Après mon arrêt à la boulangerie, je rejoins Mathis sur un banc dans la rue du lycée et on fait le reste de la route ensemble, main dans la main. Je sors avec Mathis depuis la fin de la première soit un peu plus de six mois. Avant, je rejoignais directement mes amis devant l'entrée du bahut.
Mais ce matin, je fais un détour pour ne pas passer devant le banc. J'arrive par l'autre côté de la rue et je vois Mathis me chercher du regard. Même de loin, il est magnifique. Il est vêtu d'un sweat à capuche rose, celui qu'il m'a prêté un nombre incalculable de fois lorsque j'avais froid. Mon cœur se pince à l'idée de ces souvenirs qui ne sont justement déjà plus que cela.
J'ai bien réfléchi, il faut que je quitte Mathis. J'y ai pensé toute la nuit et il s'avère que c'est la meilleure solution. Quand bien même je l'aime, rester avec lui après ce qui s'est passé me fait trop de mal. Et puis j'ai lu sur internet que c'était le seul moyen de tourner la page. Alors d'accord, internet n'a pas toujours raison mais pour une fois, je pense qu'il n'a pas tort.
Le seul problème c'est quand et comment. Je n'ai jamais eu à rompre avec quelqu'un. A chaque fois, c'est le garçon qui le faisait parce que j'étais trop collante, trop extravagante, trop folle (je vous jure, on m'a vraiment dit ça) voire même pas assez jolie. En plus, tout cela remonte au collège voire à la primaire donc je ne me souviens plus vraiment de la manière dont ils avaient abordé le sujet. Est-ce que je vais le voir et je lui dis cash ? Quelque chose comme « Salut Mathis, je veux rompre avec toi, si tu es d'accord bien sûr. » ? Est-ce que je dois lui expliquer pourquoi ?

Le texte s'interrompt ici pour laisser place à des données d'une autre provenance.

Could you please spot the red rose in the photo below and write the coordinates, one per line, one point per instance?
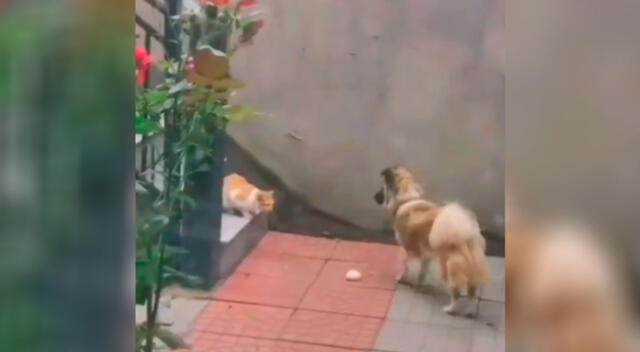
(143, 65)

Il tourne la tête dans ma direction. Même de loin, il a dû sentir mon regard sur lui. Il se lève, je crois qu'il m'a vue. Mince, il approche et je ne suis absolument pas prête à lui parler. Je lui tourne le dos, faisant mine de ne pas l'avoir vu et rentre dans le lycée.
— Léonie ! Attends !
Je me retourne en plein milieu du couloir alors que Pauline cours pour me rattraper. Elle me fait la bise, comme si tout était normal. En même temps, rien n'a changé. Je ne sais pas pourquoi mais avec ce qui s'est passé, je pensais que les choses seraient différentes. Sauf que ce n'est pas le cas. Parce que personne n'est au courant. Et je ne sais pas si je suis déçue ou soulagée. Sûrement un peu des deux.

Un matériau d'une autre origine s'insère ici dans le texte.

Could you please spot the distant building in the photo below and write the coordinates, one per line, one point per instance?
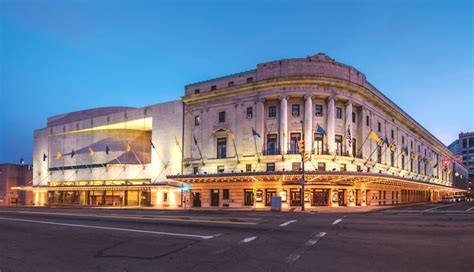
(466, 149)
(12, 175)
(454, 147)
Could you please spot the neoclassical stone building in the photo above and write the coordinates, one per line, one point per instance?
(241, 135)
(238, 141)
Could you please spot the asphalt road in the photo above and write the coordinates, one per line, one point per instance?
(431, 237)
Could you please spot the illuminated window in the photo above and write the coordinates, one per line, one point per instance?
(338, 113)
(222, 117)
(318, 110)
(295, 110)
(271, 111)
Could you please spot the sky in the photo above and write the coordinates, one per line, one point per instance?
(63, 56)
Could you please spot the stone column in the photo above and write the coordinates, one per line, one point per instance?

— T'étais pas devant les grilles ce matin.
Je fronce les sourcils. Est-ce qu'il s'agit d'un reproche ou d'un simple constat ?
— J'avais un truc à faire.
Je hausse les épaules d'un air désinvolte mais je sais que mon pseudo mensonge ne trompe personne. Néanmoins, Pauline n'insiste pas. A la place, elle se met à fouiller dans son sac à main pour en sortir mon téléphone portable.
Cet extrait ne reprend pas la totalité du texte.